何より、地球は速く、自らの地球防衛軍を人類の前にお披露目をして、地球人が一体となって自らを守ってほしいとのことです」
瑠璃は思った。
「ファイターマンが言っていたことと一致するわ」
近田
「は?宇宙警官?」
「とにかく、しばらくは日本中をパトロールして極悪な宇宙人とやらを探索しよう」
川中はしかめっ面をして
「なんだか雲をつかむような話ですな」
近田はすかさず言った。
「我々の戦闘機でパトロールしてはだめですか?」
川中があきれたように言う。
「何を言っているんだ近田隊員、我々はまだ正式には、日本でも秘密の組織なんだよ。
出来るわけないじゃないか?」
山桐は言う
「空からのパトロールはテレビ局の取材を装ったヘリコプターで巡回してくれ。
リニアカーで日本のどこを回ってもかまわん。
また足でパトロールする者は特に人が多そうな大きな町を中心に歩き回れ」
隊員たちは
「ラジャー!」
と言って立ち去る。
川中副隊長はため息をつきながら言う。
「どこを回ってもかまわないって隊長、経費がかかりそうですねぇ」
山桐は無表情で川中を見つめる。
「川中副隊長、何をしているんだね」
「へ?」
「へ?じゃないだろう。
君も出かけたまえ」
「わ、私もですか?」
「当たり前田のクラッカーだ。
雲をつかむような話だからこそ、君も戦力になりたまえ。
私も、この後、出かける」
「わ、わかりました」
と、そそくさと不満げに川中副隊長も出ていく。
そして基地には山桐と宮坂が残った。
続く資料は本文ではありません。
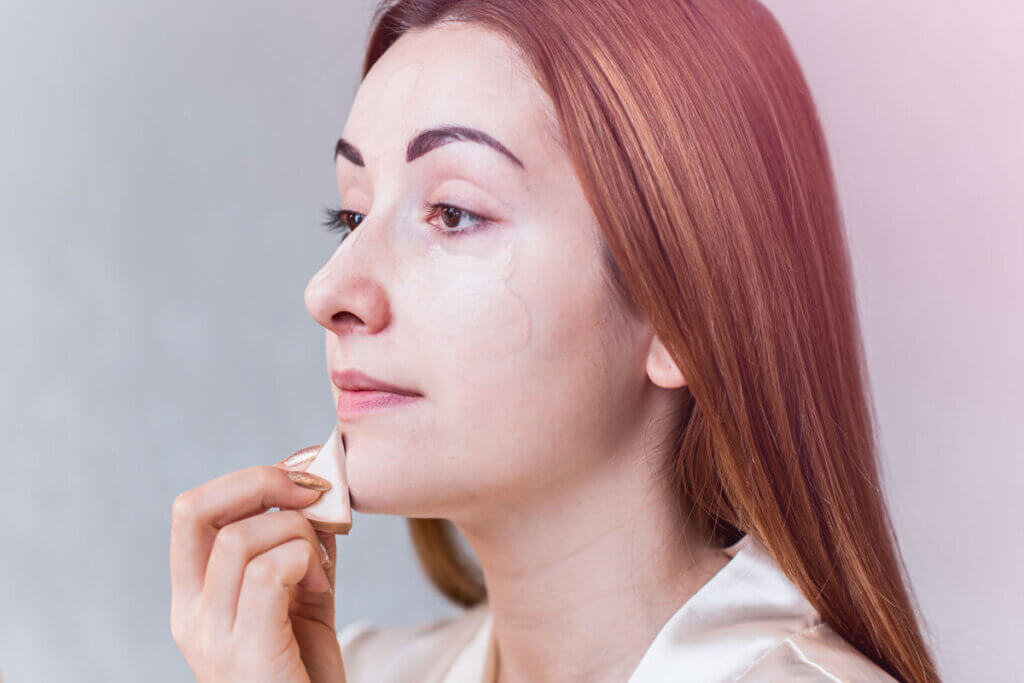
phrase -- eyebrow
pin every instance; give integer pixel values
(428, 140)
宮坂は山桐の姿をハイテクの眼鏡で位置を確認しながら、レーザー白杖を延ばし、、その近くに寄り、話しかける。
「山桐隊長、あのぉ……」
「な、なんだね。
宮坂隊員、わ、私には妻も子供も……」
宮坂は、山桐の声の震えにわずかに眉を寄せ、ため息をつきながら言った。
「なに、バカなこと、言っているんですか?
違います。
あの事は言わなくていいんですか?
と言いたかったのです」
「ははは、ちょっと受けようと思ってね。
ええっと、あの話って、あぁ宮坂隊員、君が前々から受け取っているもうひとつの微弱なメッセージのことか?」
「はい。
まだ解読は出来ないのですが、どうも気になります」
「ふむ、もう少し解読出来てからでいいだろう。